Community

More compact data for cloud functions connector than JSON

Answered

Chen User

January 29, 2021 02:52

Google Cloud has a 10MB limit on data returned. JSON is not the most compact data format, and there's potentially some easy wins here.

The simplest thing to implement on your side is probably to just accept a buffer representing a compressed JSON string. Going beyond that, accepting some sort of binary encoding with it'a schema embedded in the message (e.g. avro) would be good too.

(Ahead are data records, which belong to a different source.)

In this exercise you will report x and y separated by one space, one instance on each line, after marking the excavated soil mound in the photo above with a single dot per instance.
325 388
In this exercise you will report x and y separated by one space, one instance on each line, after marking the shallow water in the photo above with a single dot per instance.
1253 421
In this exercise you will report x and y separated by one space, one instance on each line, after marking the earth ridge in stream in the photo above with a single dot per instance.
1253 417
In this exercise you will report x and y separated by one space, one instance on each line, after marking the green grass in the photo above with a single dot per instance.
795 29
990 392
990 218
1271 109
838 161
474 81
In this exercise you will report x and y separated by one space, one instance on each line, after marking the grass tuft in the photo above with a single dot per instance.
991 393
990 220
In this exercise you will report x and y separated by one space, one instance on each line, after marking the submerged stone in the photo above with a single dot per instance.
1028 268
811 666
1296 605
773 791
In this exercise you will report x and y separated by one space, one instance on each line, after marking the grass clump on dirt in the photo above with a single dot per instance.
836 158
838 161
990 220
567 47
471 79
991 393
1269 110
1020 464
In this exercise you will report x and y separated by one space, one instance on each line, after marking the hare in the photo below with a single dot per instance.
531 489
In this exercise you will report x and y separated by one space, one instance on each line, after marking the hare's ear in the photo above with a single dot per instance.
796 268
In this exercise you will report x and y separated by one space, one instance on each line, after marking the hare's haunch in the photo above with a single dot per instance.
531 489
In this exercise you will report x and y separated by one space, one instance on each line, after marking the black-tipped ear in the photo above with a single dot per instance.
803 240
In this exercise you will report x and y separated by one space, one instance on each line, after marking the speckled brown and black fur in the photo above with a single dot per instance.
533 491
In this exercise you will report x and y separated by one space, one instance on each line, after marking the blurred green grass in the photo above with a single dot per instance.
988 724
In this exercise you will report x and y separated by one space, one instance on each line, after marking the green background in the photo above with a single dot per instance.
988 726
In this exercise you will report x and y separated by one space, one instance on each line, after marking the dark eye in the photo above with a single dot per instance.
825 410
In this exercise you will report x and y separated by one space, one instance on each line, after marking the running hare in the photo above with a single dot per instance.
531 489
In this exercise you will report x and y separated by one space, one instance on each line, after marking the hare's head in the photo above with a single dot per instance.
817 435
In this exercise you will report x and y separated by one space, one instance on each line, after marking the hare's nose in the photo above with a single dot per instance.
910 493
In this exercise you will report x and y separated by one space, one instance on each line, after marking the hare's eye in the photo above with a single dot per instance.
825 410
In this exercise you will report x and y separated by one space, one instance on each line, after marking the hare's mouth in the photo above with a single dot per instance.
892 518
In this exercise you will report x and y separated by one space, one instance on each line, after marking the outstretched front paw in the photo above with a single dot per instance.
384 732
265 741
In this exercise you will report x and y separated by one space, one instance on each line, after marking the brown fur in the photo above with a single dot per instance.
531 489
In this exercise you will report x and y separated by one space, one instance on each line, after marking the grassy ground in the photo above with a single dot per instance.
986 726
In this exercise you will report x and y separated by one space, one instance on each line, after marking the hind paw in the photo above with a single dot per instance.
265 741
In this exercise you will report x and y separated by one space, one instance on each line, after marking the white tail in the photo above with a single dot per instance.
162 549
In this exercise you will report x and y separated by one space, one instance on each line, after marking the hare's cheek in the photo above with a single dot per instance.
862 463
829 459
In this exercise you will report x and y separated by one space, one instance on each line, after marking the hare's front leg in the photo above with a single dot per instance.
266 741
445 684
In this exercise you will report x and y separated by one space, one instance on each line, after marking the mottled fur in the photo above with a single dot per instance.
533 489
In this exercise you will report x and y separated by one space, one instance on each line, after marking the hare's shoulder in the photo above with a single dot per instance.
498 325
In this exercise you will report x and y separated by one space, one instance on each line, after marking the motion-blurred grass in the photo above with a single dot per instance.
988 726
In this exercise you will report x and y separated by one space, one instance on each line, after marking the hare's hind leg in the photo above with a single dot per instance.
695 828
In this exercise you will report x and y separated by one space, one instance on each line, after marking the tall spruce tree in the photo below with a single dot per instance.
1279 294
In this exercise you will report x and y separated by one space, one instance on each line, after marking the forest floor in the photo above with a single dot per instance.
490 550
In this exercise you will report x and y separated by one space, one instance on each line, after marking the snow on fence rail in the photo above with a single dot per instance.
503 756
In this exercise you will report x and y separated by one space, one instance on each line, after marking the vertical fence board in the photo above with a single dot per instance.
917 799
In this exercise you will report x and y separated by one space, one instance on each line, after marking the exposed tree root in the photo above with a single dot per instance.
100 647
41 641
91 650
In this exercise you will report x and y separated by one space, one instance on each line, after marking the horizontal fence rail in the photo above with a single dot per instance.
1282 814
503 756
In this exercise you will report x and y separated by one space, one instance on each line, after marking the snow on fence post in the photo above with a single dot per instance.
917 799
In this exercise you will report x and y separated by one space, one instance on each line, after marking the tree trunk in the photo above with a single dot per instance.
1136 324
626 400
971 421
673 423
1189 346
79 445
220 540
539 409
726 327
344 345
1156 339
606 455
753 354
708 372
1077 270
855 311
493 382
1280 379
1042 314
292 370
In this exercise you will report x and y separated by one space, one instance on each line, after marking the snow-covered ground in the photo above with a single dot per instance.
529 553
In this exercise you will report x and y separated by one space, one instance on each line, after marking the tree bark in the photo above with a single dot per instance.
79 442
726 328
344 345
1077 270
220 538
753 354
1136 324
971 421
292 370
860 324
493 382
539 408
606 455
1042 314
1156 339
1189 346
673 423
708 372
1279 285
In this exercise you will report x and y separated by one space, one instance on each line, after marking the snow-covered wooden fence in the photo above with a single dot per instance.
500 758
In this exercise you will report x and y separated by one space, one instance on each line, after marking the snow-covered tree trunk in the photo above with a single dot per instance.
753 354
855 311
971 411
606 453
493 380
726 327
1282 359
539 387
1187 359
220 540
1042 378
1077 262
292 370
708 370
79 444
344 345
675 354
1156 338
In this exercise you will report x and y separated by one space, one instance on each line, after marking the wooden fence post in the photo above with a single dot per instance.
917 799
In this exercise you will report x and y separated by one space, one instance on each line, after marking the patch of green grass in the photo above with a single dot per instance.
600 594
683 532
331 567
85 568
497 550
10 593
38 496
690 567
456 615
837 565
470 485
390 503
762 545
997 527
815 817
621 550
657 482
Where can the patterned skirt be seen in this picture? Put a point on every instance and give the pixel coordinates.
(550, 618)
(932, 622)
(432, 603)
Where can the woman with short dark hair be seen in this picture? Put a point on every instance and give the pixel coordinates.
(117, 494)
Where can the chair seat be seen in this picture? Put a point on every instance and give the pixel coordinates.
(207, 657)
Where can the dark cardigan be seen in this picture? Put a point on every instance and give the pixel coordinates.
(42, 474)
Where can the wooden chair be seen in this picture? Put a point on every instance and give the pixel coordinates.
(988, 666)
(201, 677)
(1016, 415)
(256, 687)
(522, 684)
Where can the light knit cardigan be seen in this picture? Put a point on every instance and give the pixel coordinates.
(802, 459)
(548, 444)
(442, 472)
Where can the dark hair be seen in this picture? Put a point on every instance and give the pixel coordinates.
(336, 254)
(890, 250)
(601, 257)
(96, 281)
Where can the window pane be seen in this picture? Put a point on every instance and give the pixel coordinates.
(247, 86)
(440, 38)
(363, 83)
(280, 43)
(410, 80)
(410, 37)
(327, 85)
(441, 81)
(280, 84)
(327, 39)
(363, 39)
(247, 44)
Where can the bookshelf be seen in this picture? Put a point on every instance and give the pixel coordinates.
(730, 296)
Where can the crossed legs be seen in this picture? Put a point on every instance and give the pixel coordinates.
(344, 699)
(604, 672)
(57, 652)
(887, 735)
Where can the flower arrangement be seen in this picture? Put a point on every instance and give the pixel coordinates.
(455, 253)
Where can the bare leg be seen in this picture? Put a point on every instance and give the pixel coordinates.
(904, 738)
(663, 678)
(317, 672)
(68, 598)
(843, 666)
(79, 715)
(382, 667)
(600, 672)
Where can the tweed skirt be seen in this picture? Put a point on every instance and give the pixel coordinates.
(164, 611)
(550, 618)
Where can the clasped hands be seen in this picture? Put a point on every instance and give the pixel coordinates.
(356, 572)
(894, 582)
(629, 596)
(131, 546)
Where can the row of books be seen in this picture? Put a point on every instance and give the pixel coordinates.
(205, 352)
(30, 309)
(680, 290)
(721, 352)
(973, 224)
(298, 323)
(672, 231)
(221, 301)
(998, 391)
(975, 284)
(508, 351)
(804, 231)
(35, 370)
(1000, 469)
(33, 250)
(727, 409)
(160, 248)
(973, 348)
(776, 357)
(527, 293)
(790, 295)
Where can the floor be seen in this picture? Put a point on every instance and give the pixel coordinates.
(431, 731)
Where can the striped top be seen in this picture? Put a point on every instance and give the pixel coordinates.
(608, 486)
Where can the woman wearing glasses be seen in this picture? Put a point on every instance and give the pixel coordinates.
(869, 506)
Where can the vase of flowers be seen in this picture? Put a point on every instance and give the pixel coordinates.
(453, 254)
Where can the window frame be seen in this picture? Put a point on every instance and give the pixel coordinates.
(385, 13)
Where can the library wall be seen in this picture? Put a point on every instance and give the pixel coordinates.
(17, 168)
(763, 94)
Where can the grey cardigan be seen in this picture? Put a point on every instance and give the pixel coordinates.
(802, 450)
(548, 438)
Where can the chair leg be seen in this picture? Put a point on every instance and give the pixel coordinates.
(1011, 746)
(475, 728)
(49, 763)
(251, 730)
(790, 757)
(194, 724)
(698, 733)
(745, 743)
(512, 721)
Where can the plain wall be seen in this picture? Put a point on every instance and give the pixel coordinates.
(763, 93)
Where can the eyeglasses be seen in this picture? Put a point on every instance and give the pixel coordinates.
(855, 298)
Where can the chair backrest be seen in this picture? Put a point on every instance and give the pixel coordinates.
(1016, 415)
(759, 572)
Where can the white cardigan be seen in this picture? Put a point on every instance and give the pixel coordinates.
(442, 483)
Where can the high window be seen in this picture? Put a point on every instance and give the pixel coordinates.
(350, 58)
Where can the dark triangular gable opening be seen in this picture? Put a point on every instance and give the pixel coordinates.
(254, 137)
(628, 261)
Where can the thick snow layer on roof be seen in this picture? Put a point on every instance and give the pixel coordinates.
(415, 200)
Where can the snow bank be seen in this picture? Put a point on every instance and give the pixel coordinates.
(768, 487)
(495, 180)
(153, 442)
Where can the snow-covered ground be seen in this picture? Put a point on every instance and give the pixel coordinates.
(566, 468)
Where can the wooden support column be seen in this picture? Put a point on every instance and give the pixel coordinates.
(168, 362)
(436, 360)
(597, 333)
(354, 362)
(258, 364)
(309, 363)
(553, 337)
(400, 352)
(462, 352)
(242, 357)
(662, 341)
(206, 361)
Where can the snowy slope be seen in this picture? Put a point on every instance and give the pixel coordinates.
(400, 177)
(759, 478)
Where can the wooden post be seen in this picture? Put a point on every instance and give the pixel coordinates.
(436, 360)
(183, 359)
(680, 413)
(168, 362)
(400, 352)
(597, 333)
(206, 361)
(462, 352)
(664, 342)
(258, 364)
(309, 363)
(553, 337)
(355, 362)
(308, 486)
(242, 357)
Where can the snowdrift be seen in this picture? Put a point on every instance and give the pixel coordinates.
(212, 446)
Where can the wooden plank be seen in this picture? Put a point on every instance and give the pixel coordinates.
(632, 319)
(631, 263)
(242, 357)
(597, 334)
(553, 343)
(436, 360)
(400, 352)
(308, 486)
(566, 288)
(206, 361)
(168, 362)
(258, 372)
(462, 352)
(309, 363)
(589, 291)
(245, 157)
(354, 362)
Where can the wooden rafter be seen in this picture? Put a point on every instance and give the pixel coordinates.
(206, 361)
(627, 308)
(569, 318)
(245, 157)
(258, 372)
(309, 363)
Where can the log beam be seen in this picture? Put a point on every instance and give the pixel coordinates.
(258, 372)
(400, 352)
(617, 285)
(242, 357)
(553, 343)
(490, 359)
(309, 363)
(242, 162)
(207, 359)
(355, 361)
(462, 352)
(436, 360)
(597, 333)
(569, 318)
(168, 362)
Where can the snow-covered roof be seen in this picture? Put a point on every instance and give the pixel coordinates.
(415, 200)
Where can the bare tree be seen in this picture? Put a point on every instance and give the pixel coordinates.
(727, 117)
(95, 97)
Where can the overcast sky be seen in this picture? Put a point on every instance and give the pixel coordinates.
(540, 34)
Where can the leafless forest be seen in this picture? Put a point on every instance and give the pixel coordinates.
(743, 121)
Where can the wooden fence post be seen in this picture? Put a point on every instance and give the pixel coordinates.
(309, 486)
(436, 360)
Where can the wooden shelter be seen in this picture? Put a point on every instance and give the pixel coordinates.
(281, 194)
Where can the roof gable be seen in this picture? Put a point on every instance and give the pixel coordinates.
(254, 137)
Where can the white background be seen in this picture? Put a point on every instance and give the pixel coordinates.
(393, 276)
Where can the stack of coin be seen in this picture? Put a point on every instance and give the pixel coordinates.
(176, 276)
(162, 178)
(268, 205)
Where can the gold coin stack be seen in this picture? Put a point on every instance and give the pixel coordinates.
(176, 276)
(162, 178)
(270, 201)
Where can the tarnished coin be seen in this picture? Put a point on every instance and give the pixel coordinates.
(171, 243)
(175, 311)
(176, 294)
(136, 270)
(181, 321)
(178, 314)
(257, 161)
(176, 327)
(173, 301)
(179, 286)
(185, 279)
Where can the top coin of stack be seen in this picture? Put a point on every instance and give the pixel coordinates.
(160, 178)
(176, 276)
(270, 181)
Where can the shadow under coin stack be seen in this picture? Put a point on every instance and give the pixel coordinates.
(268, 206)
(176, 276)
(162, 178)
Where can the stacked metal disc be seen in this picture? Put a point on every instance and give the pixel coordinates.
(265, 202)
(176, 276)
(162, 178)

Please sign in to leave a comment.

Comments

4 comments

Official comment

Fraser User
- February 24, 2021 22:10
Hi All - `has_more` is not just a workaround - it's our best practices for building reliable data connectors. It forces you to break up the extraction into smaller steps & allows the connector to frequently save progress. The saved progress enables fast failure recovery. Internally Fivetran is doing the same operations for our own connectors.

That being said, I understand that there are some data sources where doing one long extraction is much more efficient than many smaller ones. This is often the case for databases with an on-disk heap sorting. ie: Postgres. We have use many tricks in database extraction to avoid these single long queries at all costs. We are considering improvements to Functions later in the year to make it easier to develop them and enable more throughput. We will keep your feedback in mind!
Tom Klein User
- February 01, 2021 18:05
We faced a similar problem and solved it by using the `has_more` feature of the cloud function connector

We then simply divide our data up, and keep returning has_more along with response chunks until the response is complete
Alexander User
- February 09, 2021 01:32
Hi, product manager here! Thanks for the clear description and smart suggestions. Another thought is that Fivetran could host the function ourselves to bypass the limit. This is not on our roadmap today but that can change with more inputs. How are you trying to use Google Cloud when you hit this limit and have you found any workarounds to be viable yet?
Chen User
- February 10, 2021 21:53
Hi Alexander,

There is not workaround, I've been doing what Tom suggested of using "has_more". But given data volume, I'd much rather batch my queries to push more data through. It's more efficient to have 3 cloud function calls return 100k rows of data each than 10 function calls return 30k rows of data each.

> How are you trying to use Google Cloud when you hit this limit

We're simply grabbing rows out of our Spanner database with a cloud function and formatting it per your docs.

Another idea I have is allowing for parallel cloud function calls, with a partition index. Spanner, BigTable, etc all horizontally scale. If in addition to `state`, you can call my cloud function with a partition index, and e.g. with 8 configured partitions let us handle 8 concurrent calls, one for each partition, we can also juice our data throughput.